Parts that add up to a whole: a framework for the analysis of tables
Ana Costa e Silva
In a time when unstructured data grows exponentially throughout the world, tools are required to extract benefit from it. Tables are an important under-exploited part of that data. The vision of this thesis is to find robust answers to the main issues involved in understanding information in tables in unstructured data sources.
We begin by conducting a systematic quantitative literature review to chart the table analysis field and identify some important needs that the scientific community has so far left unanswered and that we consider fundamental to the success of our vision. We believe our contributions answer these needs. In fact,
- Most authors in this field have applied heuristics to tables. Heuristics can be brittle. We create road maps to the definition of probabilistic models for table location and segmentation, where the particular representation needs of the document analysis field can be straightforwardly encompassed.
- With table analysis requiring a long sequence of detailed decisions at different levels of granularity (line, character, cell, column and table levels), interaction between the decisions is fundamental. Flagging consists of measuring the probability that each partial result is erroneous. These probabilities can serve as flags to subsequent processing steps; in fact, they can be tracked by latter algorithms to recover from incoherent states in future results.
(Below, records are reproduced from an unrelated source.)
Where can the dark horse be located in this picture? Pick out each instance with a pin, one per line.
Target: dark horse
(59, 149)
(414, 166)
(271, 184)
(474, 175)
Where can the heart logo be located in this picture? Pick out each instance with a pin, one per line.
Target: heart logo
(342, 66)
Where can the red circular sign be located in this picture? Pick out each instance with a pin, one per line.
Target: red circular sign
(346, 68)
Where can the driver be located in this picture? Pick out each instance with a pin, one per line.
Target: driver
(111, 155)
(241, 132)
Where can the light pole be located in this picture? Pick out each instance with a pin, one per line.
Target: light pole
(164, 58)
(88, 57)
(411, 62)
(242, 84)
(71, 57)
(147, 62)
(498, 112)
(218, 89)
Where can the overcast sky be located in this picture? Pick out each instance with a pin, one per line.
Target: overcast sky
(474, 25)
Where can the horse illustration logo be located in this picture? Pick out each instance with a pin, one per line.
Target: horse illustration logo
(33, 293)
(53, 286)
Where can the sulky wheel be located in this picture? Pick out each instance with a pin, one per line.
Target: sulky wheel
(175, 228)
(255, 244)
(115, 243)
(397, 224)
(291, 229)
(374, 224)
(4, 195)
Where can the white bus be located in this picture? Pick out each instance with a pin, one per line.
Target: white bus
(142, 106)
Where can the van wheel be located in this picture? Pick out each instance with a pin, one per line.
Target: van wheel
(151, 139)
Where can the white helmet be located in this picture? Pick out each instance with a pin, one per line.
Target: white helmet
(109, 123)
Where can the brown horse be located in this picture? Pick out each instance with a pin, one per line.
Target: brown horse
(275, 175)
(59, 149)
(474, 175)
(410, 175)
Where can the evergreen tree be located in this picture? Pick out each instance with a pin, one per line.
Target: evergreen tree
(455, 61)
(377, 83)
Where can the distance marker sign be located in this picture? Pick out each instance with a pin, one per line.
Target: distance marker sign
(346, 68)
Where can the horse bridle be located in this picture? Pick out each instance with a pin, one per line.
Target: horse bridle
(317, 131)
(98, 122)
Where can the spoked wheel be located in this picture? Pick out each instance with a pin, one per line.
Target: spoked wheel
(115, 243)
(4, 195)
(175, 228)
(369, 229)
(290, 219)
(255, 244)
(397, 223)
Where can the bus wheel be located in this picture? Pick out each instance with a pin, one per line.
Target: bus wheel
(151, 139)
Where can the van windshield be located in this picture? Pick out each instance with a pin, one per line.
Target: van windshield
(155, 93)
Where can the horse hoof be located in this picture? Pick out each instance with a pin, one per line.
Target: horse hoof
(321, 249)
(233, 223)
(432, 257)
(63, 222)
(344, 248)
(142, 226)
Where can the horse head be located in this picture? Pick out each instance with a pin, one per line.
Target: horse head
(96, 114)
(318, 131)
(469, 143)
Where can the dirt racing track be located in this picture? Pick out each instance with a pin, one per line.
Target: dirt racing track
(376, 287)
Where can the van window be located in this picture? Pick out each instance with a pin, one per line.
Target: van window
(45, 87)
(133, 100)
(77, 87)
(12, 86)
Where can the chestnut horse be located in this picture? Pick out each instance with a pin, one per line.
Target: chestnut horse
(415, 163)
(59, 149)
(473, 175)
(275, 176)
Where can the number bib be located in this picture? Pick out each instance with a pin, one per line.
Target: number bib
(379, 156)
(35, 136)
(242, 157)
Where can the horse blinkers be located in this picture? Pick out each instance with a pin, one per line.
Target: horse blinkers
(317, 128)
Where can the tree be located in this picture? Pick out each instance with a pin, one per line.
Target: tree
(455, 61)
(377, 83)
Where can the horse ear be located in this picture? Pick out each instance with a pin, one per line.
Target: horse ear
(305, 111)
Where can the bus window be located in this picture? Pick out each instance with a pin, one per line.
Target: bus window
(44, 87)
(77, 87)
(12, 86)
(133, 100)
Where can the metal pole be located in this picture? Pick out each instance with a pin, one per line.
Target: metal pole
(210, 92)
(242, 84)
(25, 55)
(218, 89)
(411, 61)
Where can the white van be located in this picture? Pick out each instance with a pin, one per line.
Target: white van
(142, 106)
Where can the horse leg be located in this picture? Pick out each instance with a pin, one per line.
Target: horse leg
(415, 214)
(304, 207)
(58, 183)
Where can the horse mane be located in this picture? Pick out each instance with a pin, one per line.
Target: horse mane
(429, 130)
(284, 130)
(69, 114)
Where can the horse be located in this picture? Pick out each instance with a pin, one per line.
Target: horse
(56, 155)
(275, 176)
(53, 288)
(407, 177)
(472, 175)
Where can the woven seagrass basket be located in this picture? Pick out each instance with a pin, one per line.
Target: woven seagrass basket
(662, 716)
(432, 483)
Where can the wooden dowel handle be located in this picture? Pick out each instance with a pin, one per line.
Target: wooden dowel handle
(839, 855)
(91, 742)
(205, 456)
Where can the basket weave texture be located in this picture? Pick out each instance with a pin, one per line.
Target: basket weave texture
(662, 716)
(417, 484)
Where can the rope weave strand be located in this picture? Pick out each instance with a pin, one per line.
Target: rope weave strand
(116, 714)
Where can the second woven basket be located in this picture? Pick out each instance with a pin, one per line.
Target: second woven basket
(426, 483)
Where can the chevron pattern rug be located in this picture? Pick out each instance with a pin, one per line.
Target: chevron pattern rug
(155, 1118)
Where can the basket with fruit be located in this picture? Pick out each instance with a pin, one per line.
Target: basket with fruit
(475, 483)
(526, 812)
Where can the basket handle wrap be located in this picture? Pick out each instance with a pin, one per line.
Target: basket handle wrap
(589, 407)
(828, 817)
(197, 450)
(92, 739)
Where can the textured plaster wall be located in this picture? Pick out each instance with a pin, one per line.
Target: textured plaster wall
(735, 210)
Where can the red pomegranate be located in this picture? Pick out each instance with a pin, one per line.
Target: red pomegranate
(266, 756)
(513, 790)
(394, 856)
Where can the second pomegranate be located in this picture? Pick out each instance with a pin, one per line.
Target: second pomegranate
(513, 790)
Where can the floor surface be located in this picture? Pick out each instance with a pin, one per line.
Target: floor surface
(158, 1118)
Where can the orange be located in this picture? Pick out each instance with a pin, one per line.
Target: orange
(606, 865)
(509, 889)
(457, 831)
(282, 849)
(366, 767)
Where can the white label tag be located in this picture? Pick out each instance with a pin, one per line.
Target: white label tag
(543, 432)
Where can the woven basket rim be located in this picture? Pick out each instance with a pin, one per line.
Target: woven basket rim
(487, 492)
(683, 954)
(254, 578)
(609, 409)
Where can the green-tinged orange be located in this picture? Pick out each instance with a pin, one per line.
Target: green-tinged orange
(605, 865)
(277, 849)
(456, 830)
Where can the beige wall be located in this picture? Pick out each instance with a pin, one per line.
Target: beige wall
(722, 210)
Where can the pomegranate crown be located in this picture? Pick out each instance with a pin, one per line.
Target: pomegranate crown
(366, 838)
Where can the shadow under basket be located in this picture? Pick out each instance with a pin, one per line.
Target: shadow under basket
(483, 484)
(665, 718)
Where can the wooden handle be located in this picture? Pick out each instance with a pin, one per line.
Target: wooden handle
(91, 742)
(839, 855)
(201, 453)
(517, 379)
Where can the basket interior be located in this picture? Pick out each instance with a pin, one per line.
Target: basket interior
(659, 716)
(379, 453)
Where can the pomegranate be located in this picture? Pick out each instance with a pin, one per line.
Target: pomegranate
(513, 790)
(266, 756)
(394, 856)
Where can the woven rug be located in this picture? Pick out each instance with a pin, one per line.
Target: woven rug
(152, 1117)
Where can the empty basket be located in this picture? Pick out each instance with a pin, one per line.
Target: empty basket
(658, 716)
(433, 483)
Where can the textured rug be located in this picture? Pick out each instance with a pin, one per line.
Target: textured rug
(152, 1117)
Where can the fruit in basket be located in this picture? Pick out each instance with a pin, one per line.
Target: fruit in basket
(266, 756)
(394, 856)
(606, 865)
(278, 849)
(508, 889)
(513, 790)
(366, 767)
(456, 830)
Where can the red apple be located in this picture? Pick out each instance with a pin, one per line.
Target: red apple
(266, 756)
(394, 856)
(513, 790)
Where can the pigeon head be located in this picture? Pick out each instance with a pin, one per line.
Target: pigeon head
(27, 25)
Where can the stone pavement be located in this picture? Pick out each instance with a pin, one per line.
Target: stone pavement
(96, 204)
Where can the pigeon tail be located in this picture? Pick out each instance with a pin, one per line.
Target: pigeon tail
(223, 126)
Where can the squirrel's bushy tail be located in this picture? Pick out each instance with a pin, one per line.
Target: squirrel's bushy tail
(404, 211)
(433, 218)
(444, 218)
- This being a complex multi-layer problem, no one algorithm is capable of accurately treating all tables. Coordination between different table processing approaches, whether these are alternative or sequential to each other, is thus fundamental. We propose specific evaluation, a methodology that allows mathematically splitting the space of tables into sub-parts, in which alternative algorithms can be applied to maximise results and/or efficiency.
- Precision and recall, the most commonly used metrics in the table community, are not best suited for document analysis problems. We propose completeness and purity, which are purpose-built succinct performance metrics that are better suited for merging and splitting tasks.
We believe these four aspects are fundamental towards the automatic understanding of tabular data. The first led us to the definition of our first two experiments, which aim at grouping lines into tables and at splitting character sequences into cells. The last three aspects - flagging, specific evaluation and our two new metrics - are implemented after each experiment, in a detailed analysis of their results.